The commission as a whole has been urging Congress to enact data security legislation, and as part of that we believe we ought to have civil penalty authority. There are other areas where Congress has given us that specific authority, although privacy and data security isn’t one of those areas right now.
What we can do, however, is seek monetary relief for redress to consumers — so it’s not always the case that a company we don’t have an order against won’t be subject to a judgment that would encompass financial penalties. A lot of our privacy cases rely primarily on injunctive relief — where we mandate that the company put in place comprehensive privacy programs and also enjoin them from similar actions in violation of the FTC act going forward.
Q: How has the FTC’s approach to technology evolved as that technology has evolved? Where do you think that’s going next?
A: One of our responsibilities has always been to stay on top of evolving business models. We were certainly looking at online commerce when the Internet first became popular.
Back in 2000, only a small percentage of Americans used mobile devices. Today, more than 60 percent are using smartphones.
As a consequence of that, we’ve been increasingly placing priorities on making sure that consumer protection extends beyond the brick-and-mortar world and into the mobile ecosystem. We brought a number of cases, even just in 2014, that emphasized to companies the need to ensure that consumers have adequate information about purchases and that disclosures are made effectively on mobile devices.
Q: Do you think consumers are generally aware of the trade-offs that they’re making when it comes to privacy?
A: Most of us carry our phones all the time, and that means a lot of information is being collected. That brings a lot of benefits to the consumer but then also raises certain risks.
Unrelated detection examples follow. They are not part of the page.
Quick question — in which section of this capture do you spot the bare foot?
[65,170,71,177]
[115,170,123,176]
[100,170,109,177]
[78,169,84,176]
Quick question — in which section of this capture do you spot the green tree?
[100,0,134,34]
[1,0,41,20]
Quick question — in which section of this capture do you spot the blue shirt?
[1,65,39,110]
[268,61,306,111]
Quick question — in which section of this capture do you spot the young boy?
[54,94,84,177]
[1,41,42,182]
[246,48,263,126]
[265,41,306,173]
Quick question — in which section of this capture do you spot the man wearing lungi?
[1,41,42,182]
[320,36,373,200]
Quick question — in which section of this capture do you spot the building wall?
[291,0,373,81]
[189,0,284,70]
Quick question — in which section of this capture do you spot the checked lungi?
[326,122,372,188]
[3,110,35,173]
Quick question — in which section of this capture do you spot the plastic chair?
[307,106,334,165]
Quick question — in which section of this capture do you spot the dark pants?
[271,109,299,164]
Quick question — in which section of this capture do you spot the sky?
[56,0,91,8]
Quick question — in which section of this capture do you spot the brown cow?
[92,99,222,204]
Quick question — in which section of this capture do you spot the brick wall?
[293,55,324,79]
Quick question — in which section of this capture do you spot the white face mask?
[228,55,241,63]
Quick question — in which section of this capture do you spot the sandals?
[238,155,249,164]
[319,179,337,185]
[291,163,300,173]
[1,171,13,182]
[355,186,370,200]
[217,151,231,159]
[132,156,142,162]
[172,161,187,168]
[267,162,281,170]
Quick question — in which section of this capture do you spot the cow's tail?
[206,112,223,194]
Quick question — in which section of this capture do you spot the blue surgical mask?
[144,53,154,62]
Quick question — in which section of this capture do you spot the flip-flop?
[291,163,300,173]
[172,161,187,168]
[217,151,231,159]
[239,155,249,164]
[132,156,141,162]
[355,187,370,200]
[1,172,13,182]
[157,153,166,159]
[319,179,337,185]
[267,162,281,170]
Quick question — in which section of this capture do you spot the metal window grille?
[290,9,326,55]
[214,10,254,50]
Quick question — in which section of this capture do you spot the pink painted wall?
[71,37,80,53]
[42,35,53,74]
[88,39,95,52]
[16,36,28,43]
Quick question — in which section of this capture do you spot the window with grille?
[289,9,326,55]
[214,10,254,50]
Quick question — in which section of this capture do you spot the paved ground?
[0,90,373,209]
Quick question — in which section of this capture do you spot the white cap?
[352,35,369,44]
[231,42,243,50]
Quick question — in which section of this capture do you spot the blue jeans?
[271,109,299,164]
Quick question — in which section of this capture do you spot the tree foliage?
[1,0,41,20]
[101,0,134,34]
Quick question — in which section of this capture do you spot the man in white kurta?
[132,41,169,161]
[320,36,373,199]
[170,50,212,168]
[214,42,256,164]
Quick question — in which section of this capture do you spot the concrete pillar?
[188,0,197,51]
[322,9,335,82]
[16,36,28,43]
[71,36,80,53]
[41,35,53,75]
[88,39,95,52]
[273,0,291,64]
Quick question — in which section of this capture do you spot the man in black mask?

You might purchase a smartbed that could monitor your heart rate and your respiration, as well as capture snoring patterns. It might also permit you, from the comfort of your bed, to lock your doors or turn off your lights.
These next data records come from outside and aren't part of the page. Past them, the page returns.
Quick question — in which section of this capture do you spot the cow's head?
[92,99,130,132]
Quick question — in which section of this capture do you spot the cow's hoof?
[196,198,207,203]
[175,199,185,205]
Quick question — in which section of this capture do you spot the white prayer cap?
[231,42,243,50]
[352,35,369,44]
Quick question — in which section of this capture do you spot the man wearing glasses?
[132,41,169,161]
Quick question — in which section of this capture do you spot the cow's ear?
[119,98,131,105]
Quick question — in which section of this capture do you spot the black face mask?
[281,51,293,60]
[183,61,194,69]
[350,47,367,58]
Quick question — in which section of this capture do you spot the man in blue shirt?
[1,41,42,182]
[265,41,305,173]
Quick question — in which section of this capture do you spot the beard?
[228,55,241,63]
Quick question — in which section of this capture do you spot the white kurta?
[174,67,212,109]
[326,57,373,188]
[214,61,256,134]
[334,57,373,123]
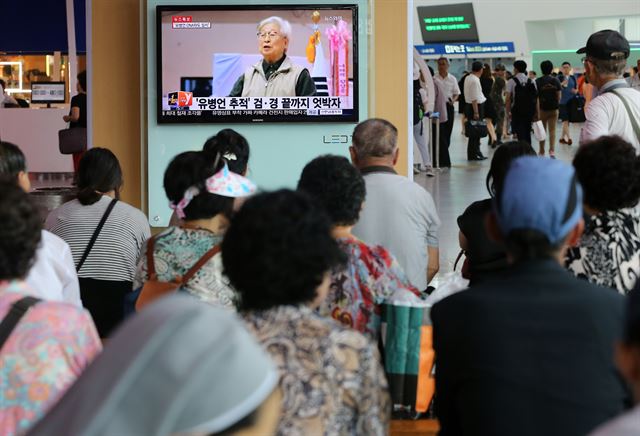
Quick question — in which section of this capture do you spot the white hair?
[258,15,291,40]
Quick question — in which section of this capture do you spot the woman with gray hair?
[229,16,316,97]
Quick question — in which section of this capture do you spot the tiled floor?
[414,117,581,278]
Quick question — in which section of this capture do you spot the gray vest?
[242,57,304,97]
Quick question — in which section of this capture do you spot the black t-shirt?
[69,93,87,129]
[536,76,562,111]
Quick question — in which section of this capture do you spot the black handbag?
[567,95,587,123]
[464,120,489,138]
[58,127,87,154]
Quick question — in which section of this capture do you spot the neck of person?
[331,224,353,239]
[182,213,228,235]
[582,203,601,215]
[356,156,395,170]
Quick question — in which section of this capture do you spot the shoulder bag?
[58,127,87,154]
[0,297,41,351]
[136,238,220,310]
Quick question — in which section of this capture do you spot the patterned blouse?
[133,227,236,309]
[245,306,391,436]
[318,237,420,340]
[565,208,640,295]
[0,282,102,436]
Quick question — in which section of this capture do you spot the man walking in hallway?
[505,61,538,144]
[349,118,440,291]
[433,57,460,168]
[558,61,578,145]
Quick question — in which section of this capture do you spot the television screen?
[31,82,65,103]
[418,3,478,44]
[156,4,358,123]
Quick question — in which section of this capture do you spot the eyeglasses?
[256,31,280,40]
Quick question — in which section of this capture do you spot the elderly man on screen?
[229,16,316,97]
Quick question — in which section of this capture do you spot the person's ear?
[484,211,504,244]
[18,171,31,192]
[565,218,584,247]
[615,342,640,384]
[349,145,358,167]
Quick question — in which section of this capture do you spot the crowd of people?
[0,31,640,436]
[414,30,640,165]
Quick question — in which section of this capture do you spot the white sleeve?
[580,97,609,145]
[60,243,82,307]
[425,69,436,112]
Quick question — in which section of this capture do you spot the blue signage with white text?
[415,42,516,56]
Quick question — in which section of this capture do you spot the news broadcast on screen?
[156,5,358,123]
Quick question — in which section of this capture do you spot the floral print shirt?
[244,306,391,436]
[0,282,102,436]
[318,237,420,340]
[565,207,640,295]
[133,227,236,310]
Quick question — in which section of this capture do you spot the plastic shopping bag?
[533,120,547,141]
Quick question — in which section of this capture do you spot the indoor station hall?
[0,0,640,436]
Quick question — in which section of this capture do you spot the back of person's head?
[494,156,584,261]
[481,64,493,79]
[29,292,282,436]
[486,141,536,197]
[0,180,41,282]
[0,142,27,180]
[298,155,366,226]
[573,136,640,212]
[78,71,87,92]
[202,129,250,176]
[222,190,346,311]
[513,61,527,73]
[352,118,398,159]
[77,147,123,206]
[164,151,233,221]
[540,60,553,76]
Not only is this smartbed collecting a lot of health information, it’s also now providing connectivity that could raise security issues.
We want to highlight what those risks are but also think about ways to mitigate those risks. We encourage companies to think hard about privacy and data security from the get-go. From the time that they conceive a service or product, we want them to be thinking about how to incorporate protections.
Q: How has your background in corporate law influenced your approach to enforcement?
A: Being both on the side of defending companies and as an enforcer gives you an important perspective — so it’s not just one side pitted against the other. I think it’s important to understand that the vast majority of companies want to comply with the law. You need to have a constructive relationship with them and provide guidance.
Learning how to assess a case, learning how to evaluate whether it’s appropriate to move forward with an enforcement action, determining what type of relief is needed — these are all things I was familiar with from my days as a litigator.
At the same time, being in an agency that places such an importance on policy and research has been new terrain for me, but it is something I feel is valuable.
Q: Do you feel like your background in litigation played into the commission’s decision not to pursue antitrust action against Google for its search practices?
A: I’m not going to get into the Google situation. We issued a statement that articulated our thinking and why it was that we felt it appropriate to close that particular investigation.
But as a general matter, the first question we ask when we are determining whether to bring an enforcement is: What is the right outcome here? Has there been a violation of the law? Sometimes we deal with issues that are very complex, but that’s the first and foremost question that is on my mind when I’m helping to decide whether we ought to proceed.